Institute of Enzymology, Research Centre for Natural Sciences, Hungarian Academy of Sciences, 1117 Budapest, Hungary.
Département de Pharmacochimie Moléculaire (DPM), UMR 5063, Univ. Grenoble Alpes, 38041 Grenoble, France.
Molecules. 2020 Feb 10;25(3):764. doi: 10.3390/molecules25030764.

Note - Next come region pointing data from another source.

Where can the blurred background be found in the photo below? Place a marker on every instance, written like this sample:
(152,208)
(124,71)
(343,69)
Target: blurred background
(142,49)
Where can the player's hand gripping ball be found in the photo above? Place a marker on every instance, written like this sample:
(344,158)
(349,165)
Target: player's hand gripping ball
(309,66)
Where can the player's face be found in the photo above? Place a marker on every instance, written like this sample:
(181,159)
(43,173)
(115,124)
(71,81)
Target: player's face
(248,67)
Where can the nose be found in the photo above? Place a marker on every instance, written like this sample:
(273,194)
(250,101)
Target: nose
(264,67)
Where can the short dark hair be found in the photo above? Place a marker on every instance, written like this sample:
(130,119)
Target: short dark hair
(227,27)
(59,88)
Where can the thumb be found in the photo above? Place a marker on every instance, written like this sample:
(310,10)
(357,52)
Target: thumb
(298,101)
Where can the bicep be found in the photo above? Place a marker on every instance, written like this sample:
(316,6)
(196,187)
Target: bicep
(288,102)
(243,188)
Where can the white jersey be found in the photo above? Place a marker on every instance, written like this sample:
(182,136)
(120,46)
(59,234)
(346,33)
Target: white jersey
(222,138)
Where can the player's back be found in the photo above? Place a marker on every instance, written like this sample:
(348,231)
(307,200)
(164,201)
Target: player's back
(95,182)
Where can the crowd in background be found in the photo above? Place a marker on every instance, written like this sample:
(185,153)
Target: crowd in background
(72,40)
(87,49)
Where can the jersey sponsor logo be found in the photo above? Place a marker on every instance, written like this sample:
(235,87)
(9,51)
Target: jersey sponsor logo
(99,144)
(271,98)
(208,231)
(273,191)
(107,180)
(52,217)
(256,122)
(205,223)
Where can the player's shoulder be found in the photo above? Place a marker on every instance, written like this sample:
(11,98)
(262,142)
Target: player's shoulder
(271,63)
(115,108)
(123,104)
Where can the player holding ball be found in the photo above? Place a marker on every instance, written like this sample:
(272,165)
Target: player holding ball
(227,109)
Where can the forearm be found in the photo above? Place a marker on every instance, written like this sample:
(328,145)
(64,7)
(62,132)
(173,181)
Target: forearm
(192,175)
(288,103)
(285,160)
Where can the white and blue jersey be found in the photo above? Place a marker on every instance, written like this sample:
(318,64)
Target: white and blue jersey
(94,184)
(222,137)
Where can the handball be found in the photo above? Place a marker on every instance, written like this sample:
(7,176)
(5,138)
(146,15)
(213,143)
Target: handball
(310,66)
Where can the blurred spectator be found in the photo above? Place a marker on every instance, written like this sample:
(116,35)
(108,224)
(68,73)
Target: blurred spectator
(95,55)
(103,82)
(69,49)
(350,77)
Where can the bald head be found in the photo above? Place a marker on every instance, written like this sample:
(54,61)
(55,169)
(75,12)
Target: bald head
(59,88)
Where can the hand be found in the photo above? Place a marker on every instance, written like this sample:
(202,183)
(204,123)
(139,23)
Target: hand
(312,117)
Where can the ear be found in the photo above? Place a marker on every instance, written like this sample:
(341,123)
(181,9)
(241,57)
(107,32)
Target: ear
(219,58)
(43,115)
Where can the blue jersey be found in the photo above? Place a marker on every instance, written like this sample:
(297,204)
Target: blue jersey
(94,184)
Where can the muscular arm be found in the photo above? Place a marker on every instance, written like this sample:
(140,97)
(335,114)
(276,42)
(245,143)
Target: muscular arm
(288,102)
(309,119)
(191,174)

The resistance of tumors against anticancer drugs is a major impediment for chemotherapy. Tumors often develop multidrug resistance as a result of the cellular efflux of chemotherapeutic agents by ABC transporters such as P-glycoprotein (ABCB1/P-gp), Multidrug Resistance Protein 1 (ABCC1/MRP1), or Breast Cancer Resistance Protein (ABCG2/BCRP). By screening a chemolibrary comprising 140 compounds, we identified a set of naturally occurring aurones inducing higher cytotoxicity against P-gp-overexpressing multidrug-resistant (MDR) cells versus sensitive (parental, non-P-gp-overexpressing) cells. Follow-up studies conducted with the P-gp inhibitor tariquidar indicated that the MDR-selective toxicity of azaaurones is not mediated by P-gp. Azaaurone analogs possessing pronounced effects were then designed and synthesized. The knowledge gained from structure-activity relationships will pave the way for the design of a new class of anticancer drugs selectively targeting multidrug-resistant cancer cells.
肿瘤对抗癌药物的耐药性是化疗的主要障碍。肿瘤通常会由于 ABC 转运蛋白(如 P 糖蛋白(ABCB1/P-gp)、多药耐药蛋白 1(ABCC1/MRP1)或乳腺癌耐药蛋白(ABCG2/BCRP))将化疗药物从细胞内排出而产生多药耐药性。通过筛选包含 140 种化合物的化学文库,我们发现了一组天然存在的奥罗内,它们对 P-糖蛋白过表达的多药耐药(MDR)细胞相对于敏感(亲本、非 P-糖蛋白过表达)细胞具有更高的细胞毒性。用 P-糖蛋白抑制剂他利喹达进行的后续研究表明,氮杂奥罗内的 MDR 选择性毒性不是由 P-糖蛋白介导的。然后设计并合成了具有明显效果的氮杂奥罗内类似物。从构效关系中获得的知识将为设计选择性针对多药耐药癌细胞的新型抗癌药物铺平道路。